Environmental Defense Fund similarly views DGEM 2025 and the utilities’ Electrification Impact Studies Part 2 reports as mutually reinforcing rather than conflicting. EDF acknowledges the wide variation in cost estimates across studies, particularly with respect to secondary distribution infrastructure, but argues that these differences reflect methodological uncertainty rather than analytical failure.

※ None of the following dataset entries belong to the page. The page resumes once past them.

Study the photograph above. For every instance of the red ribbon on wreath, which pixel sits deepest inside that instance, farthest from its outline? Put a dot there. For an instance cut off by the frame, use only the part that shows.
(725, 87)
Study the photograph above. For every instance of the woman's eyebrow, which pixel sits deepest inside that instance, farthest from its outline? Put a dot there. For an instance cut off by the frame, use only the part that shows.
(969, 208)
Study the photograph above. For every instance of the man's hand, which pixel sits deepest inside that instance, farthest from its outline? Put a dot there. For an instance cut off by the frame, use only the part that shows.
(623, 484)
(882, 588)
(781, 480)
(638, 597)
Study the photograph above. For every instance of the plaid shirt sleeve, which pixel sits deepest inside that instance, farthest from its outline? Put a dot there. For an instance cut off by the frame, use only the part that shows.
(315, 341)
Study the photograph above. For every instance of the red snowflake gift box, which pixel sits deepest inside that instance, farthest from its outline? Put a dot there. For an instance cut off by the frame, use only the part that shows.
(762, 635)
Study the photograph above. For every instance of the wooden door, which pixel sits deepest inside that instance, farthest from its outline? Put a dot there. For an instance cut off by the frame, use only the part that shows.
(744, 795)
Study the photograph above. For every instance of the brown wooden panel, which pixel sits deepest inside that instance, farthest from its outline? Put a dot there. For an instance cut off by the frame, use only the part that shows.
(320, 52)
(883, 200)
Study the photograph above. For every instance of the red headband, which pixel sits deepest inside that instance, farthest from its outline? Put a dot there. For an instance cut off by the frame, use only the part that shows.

Environmental Defense Fund urges the Commission to focus on directional consistency rather than precision at this stage. Across all studies, Environmental Defense Fund notes a shared conclusion: preparing the grid for electrification will require substantial investment, but pairing load growth with effective load management (especially managed EV charging) can yield net benefits for ratepayers and place downward pressure on rates over time.

INSTANT ANALYSIS

Parties' comments reveal agreement that DGEM 2025 is a credible, independent assessment showing managed electrification (especially EV charging) can substantially reduce future distribution costs. Consumer and clean-energy stakeholders view the study as evidence that unmanaged, capital-heavy planning is avoidable and that active load management could deliver billions in avoided upgrades through 2040.

Despite methodological disagreements, all parties (including the utilities) acknowledge that managed EV charging represents a critical cost-control lever. Environmental Defense Fund's analysis emphasizes this cross-cutting consensus: DGEM, PG&E, SCE, and SDG&E all identify transportation electrification paired with demand flexibility as essential to realizing ratepayer benefits. The debate is not on whether managed charging matters, but on what degree of participation is achievable and how quickly programs can scale to meet modeled assumptions.

Utilities accept DGEM’s directional value but resist its use as a planning constraint, arguing it abstracts away local engineering realities and should not override Electrification Impact Studies Part 2 forecasts. The main dispute centers on secondary distribution costs, where DGEM’s lower estimates clash with much higher utility projections.

How the Commission resolves this (treating DGEM as a benchmark or a sensitivity exercise) will determine whether managed electrification meaningfully restrains future capital spending.